From: Vlastimil Babka <vbabka@suse.cz>
To: Johannes Weiner <hannes@cmpxchg.org>
Cc: linux-mm@kvack.org, Mel Gorman <mgorman@techsingularity.net>,
Joonsoo Kim <iamjoonsoo.kim@lge.com>,
David Rientjes <rientjes@google.com>
Subject: Re: [UNTESTED RFC PATCH 0/8] compaction scanners rework
Date: Thu, 1 Mar 2018 11:22:25 +0100 [thread overview]
Message-ID: <3d8269c7-8a09-83ac-622f-771862e12fc3@suse.cz> (raw)
In-Reply-To: <20180123200539.GA27770@cmpxchg.org>
On 01/23/2018 09:05 PM, Johannes Weiner wrote:
> Hi Vlastimil,
Hi, sorry for the long delay!
> On Wed, Dec 13, 2017 at 09:59:07AM +0100, Vlastimil Babka wrote:
>> Hi,
>>
>> I have been working on this in the past weeks, but probably won't have time to
>> finish and test properly this year. So here's an UNTESTED RFC for those brave
>> enough to test, and also for review comments.
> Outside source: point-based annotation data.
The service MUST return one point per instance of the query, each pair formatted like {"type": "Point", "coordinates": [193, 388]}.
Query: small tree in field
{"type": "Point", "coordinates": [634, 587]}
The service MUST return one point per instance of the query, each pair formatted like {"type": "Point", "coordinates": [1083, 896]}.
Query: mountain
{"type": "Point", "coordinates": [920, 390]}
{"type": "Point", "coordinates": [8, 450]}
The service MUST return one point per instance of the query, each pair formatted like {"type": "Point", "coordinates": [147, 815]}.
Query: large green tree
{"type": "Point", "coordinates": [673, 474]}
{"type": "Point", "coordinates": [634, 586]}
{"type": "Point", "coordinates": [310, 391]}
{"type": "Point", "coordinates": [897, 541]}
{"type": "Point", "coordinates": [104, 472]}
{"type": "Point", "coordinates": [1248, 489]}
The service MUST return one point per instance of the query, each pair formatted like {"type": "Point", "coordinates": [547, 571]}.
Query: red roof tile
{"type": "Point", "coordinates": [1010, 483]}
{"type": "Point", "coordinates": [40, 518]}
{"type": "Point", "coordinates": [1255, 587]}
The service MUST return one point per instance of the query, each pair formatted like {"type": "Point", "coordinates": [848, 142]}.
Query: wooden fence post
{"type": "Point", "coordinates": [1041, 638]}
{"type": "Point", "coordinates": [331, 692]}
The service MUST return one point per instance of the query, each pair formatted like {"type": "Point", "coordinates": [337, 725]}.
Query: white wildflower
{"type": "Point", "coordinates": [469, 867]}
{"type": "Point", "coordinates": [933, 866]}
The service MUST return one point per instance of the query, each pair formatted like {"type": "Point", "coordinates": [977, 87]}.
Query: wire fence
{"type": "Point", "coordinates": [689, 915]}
I've been focusing on 1-7, and
>> patch 8 is unchanged since the last posting, so Mel's suggestions (wrt
>> fallbacks and scanning pageblock where we get the free page from) from are not
>> included yet.
>>
>> For context, please see the recent threads [1] [2]. The main goal is to
>> eliminate the reported huge free scanner activity by replacing the scanner with
>> allocation from free lists. This has some dangers of excessive migrations as
>> described in Patch 8 commit log, so the earlier patches try to eliminate most
>> of them by making the migration scanner decide to actually migrate pages only
>> if it looks like it can succeed. This should be benefical even in the current
>> scheme.
>
> I'm interested in helping to push this along, since we suffer from the
> current compaction free scanner.
>
> On paper the patches make sense to me and the code looks reasonable as
> well. However, testing them with our workload would probably not add
> much to this series, since the new patches 1-7 are supposed to address
> issues we didn't observe in practice.
Well, the main purpose of 1-7 was to minimize issues expected due to 8 :)
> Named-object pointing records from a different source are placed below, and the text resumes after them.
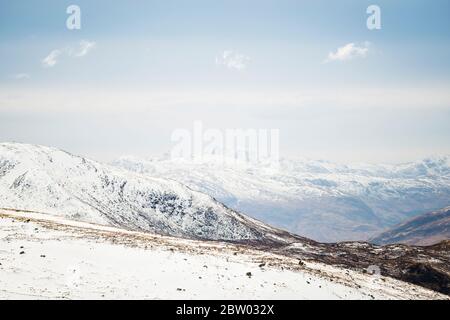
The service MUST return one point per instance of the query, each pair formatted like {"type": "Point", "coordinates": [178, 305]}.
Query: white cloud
{"type": "Point", "coordinates": [85, 47]}
{"type": "Point", "coordinates": [348, 52]}
{"type": "Point", "coordinates": [21, 76]}
{"type": "Point", "coordinates": [51, 59]}
{"type": "Point", "coordinates": [233, 60]}
{"type": "Point", "coordinates": [81, 50]}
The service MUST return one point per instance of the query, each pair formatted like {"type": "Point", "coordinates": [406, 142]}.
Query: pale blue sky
{"type": "Point", "coordinates": [153, 69]}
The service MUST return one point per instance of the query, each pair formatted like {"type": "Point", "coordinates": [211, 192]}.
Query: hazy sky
{"type": "Point", "coordinates": [137, 70]}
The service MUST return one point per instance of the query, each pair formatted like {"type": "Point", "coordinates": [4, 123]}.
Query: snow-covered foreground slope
{"type": "Point", "coordinates": [316, 199]}
{"type": "Point", "coordinates": [39, 178]}
{"type": "Point", "coordinates": [48, 257]}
> Since Mel isn't comfortable with replacing the scanner with freelist
> allocations - and I have to admit I also find the freelist allocations
Hm IIRC he said in the end that it would be OK, especially if freelist
was used as a pointer to pageblock which would be scanned. I don't think
it's a fundamental difference from purely freelist allocations.
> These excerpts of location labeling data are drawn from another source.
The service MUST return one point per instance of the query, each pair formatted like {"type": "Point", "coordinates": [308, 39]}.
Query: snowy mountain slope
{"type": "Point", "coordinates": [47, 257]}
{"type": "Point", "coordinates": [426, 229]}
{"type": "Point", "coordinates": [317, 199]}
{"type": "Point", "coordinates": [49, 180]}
> harder to reason about - I wonder if a different approach to this is
> workable.
>
> The crux here is that this problem gets worse as memory sizes get
> bigger. We don't have an issue on 16G machines. But the page orders we
> want to allocate do not scale up the same way: THPs are still the same
> size, MAX_ORDER is still the same. So why, on a 256G machine, do we
> have to find matching used/free page candidates across the entire 256G
> memory range? We allocate THPs on 8G machines all the time - cheaper.
>
> Yes, we always have to compact all of memory. But we don't have to aim
> for perfect defragmentation, with all used pages to the left and all
> free pages to the right. Currently, on a 256G machine, we essentially
> try to - although never getting there - compact a single order-25 free
> page. That seems like an insane goal.
>
> So I wonder if instead we could split large memory ranges into smaller
> compaction chunks, each with their own pairs of migration and free
> scanners.
At first sight that would mean the same number of pages would still be
scanned, just in different order...
> We could then cheaply skip over entire chunks for which
> reclaim didn't produce any free pages.
OK this could mean less scanning in theory, but now we also have
skipping of pageblocks where compaction failed to isolate anything, so I
don't immediately see if this scheme would mean more efficient skipping.
> And we could compact all these
> sub chunks in parallel.
That could reduce allocation latency, but then multiple CPU's would be
burning time in compaction, and people would be still unhappy I guess.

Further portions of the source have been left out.